Columbanus syntactically becomes a contemporary of Origen of Alexandria
(43). Much as they hated him, the Jesuits did not murder William of
Orange (14). German Grenzen (borders) becomes Granzen (73, n. 3), not,
as far as I know, a German word. Nash usually avoids postmodern jargon,
but there is rather too much of the "gaze" here for comfort
(e.g. 9, 143). And there is more. These criticisms are not picky - this
is a good book, the product of a lot of work and thought. The author
should have treated his considerable achievement more carefully.
ENDNOTES
(1.) Leonard W. Levy, Blasphemy: Verbal Offense against the Sacred,
from Moses to Salman Rushdie (New York, 1993); David Lawton, Blasphemy
(Philadelphia, 1993). A good review article is Gauri Viswanathan,
"Blasphemy and Heresy: The Modernist Challenge," Cimperative
Studies in Society and History 37 (1995). 399-412, not cited by Nash.
(2.) Nash should have used the monumental study of Corinne
Leveleux, La parole interdite. Le blaspheme dans la France medievale
(XIIIe-XVle siecles):du peche au crime (Paris, 2001), which deals very
well extensively with earlier periods, as does the work of Edwin D.

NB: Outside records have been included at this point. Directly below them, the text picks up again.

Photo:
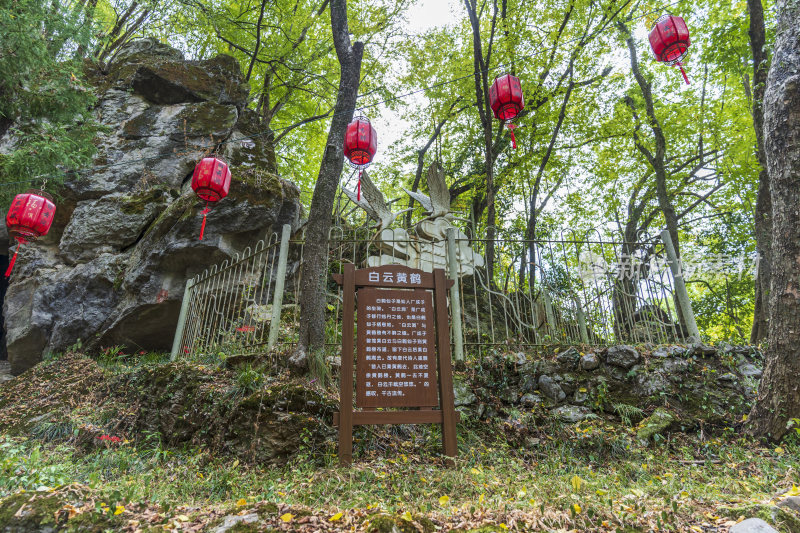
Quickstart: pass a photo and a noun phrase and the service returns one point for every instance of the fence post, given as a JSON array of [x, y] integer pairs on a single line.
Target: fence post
[[176, 342], [277, 301], [582, 321], [548, 309], [680, 286], [455, 298]]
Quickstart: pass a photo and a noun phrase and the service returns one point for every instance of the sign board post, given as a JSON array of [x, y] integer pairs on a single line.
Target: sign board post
[[403, 352]]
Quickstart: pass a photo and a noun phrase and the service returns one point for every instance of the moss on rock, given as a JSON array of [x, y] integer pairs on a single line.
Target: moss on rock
[[659, 421]]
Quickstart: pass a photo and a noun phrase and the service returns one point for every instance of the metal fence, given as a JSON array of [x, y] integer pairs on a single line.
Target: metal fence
[[577, 289]]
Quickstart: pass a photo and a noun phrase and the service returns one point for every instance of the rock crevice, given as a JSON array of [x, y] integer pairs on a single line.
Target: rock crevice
[[125, 240]]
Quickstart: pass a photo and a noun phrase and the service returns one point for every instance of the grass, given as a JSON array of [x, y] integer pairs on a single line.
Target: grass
[[670, 487], [517, 471]]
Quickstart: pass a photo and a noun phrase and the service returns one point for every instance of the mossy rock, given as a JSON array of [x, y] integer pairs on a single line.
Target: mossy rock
[[135, 205], [388, 524], [783, 520], [489, 528], [659, 421]]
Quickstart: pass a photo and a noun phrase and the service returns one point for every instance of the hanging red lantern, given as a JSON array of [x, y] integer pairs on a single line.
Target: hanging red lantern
[[360, 145], [29, 217], [505, 97], [670, 42], [211, 181]]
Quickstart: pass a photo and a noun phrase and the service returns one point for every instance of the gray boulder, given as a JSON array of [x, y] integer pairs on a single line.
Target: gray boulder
[[753, 525], [622, 356], [571, 413], [551, 389], [530, 400], [590, 361], [569, 358], [113, 268]]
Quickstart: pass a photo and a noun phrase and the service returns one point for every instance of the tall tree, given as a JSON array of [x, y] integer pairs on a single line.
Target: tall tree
[[44, 101], [763, 214], [656, 157], [314, 278], [481, 64], [779, 391]]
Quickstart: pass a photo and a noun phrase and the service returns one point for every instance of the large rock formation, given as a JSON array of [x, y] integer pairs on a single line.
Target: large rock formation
[[125, 240]]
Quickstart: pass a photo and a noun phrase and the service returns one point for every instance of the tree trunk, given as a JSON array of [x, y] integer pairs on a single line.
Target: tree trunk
[[763, 214], [485, 112], [778, 398], [314, 273]]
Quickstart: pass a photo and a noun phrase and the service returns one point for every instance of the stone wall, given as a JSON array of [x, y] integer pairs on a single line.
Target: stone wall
[[113, 268]]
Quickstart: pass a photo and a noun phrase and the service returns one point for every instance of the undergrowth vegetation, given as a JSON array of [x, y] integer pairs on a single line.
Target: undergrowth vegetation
[[521, 472]]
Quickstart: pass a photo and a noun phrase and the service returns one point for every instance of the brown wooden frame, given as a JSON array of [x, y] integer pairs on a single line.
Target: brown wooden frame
[[351, 280]]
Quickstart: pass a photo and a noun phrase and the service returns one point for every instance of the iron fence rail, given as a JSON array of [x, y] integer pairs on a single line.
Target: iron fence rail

Craun, "Inordinata locutio: Blasphemy in Pastoral Literature,
1200-1500," Traditio, 39 (1983) and Silvana Vecchio in Carla
Casagrande and Silvana Vecchio. I peccati dela lingua (Rome, 1987),
229-240. Fr. trans. 1991, neither of which is cited by Nash.
(3.) Nash does not offer much in the way of a survey of the field
of scholarship. A good survey is that in Gerd Schwerhoff, Zungen wie
Schwereter. Blasphemie in alteuropaischen Gesellschaften 1200-1650
(Constance, 2005), 7-20, with a final comment on modernity, 312-18.
(4.) On the semantic range of the Arabic terms for blasphemy see
the work of the literary scholar Ian Richard Netton, Text and Trauma: An
East-West Primer (London, 1996), 1-7.